Herr Holzer, erinnern Sie sich noch an die Situation, als Sie angegriffen wurden?

Holzer: Ja, sehr gut sogar. Es war ein Rettungsdiensteinsatz bei einer psychisch kranken Frau. Als wir sie in den Rettungswagen gebracht hatten und mit der Behandlung anfangen wollten, kam ihr angetrunkener Ehemann hinzu und war mit unseren Behandlungsmethoden nicht einverstanden. Er bedrohte uns zunächst verbal und hob dann drohend die Fäuste. Als ich ihn aus dem Rettungswagen bringen wollte, schlug er plötzlich und unvermittelt zu. Ich war total überrascht. Wir waren ja gerufen worden, um der Frau zu helfen. Und dann lag ich plötzlich auf dem Boden, blutete und konnte auf einem Auge nichts mehr sehen. Meine eigene Kollegin musste mich mit dem Rettungswagen ins Krankenhaus bringen.

Welche Verletzungen haben Sie davongetragen?

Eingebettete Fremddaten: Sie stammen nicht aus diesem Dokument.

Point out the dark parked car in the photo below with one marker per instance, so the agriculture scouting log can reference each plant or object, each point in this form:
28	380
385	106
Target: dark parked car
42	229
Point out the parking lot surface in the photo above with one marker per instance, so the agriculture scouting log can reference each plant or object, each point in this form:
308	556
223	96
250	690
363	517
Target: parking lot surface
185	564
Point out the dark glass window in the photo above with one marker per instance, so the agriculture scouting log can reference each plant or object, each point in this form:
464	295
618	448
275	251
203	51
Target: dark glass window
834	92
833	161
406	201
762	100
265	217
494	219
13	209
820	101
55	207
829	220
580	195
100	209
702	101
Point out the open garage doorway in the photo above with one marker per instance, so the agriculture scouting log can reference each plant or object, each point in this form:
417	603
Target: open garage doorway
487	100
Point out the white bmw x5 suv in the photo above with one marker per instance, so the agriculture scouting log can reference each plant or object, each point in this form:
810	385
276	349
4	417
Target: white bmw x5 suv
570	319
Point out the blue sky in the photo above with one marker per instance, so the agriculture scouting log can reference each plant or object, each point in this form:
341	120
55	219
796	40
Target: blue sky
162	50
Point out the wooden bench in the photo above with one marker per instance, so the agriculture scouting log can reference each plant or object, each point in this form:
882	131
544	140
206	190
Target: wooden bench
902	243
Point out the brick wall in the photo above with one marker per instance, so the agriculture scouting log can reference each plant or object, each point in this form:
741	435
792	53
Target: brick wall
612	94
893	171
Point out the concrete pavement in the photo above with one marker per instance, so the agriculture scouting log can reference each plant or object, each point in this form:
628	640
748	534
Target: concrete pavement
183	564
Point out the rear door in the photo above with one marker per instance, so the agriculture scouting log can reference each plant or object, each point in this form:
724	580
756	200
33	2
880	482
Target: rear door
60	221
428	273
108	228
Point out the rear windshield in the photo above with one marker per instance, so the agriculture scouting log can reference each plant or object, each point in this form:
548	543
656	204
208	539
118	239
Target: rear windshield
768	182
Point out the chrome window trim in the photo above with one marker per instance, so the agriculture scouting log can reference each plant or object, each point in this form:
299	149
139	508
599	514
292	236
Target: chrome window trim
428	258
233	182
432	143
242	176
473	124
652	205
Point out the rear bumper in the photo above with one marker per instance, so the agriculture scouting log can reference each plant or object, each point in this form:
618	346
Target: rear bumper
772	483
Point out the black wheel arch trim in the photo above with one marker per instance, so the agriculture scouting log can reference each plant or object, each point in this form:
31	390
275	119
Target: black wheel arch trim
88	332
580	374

Ich hatte mehrere Platzwunden im Gesicht, das Augenlid war aufgerissen, meine Augenhöhle gebrochen. Ich musste in der Gesichtschirurgie der Uniklinik Köln operiert werden und drei Tage dort verbleiben.

Wurde der Täter anschließend bestraft?

Ich habe noch am selben Abend Anzeige wegen Körperverletzung erstattet. Er hat auch Anzeige erstattet, sodass Aussage gegen Aussage stand und zunächst das Verfahren nicht eröffnet werden sollte. Das war für mich neben meiner eigentlichen Verletzung das Schlimmste. Du wirst im Dienst geschlagen und verletzt, aber bestraft werden soll dafür niemand. Das habe ich nicht nachvollziehen können. Mit Unterstützung der Stadtverwaltung und dem Anwalt der Gewerkschaft wurde ein Klageerzwingungsverfahren eingeleitet. Mit Erfolg. Am Ende ist der Mann zu einer viermonatigen Haftstrafe verurteilt worden, die auf eine Bewährungszeit von zwei Jahren ausgesetzt wurde. Das fand ich sehr gut und angemessen. Ich war zufrieden mit dem Urteil. Schmerzensgeld hätte mir auch zugestanden, aber da konnte selbst der Gerichtsvollzieher nichts mehr holen.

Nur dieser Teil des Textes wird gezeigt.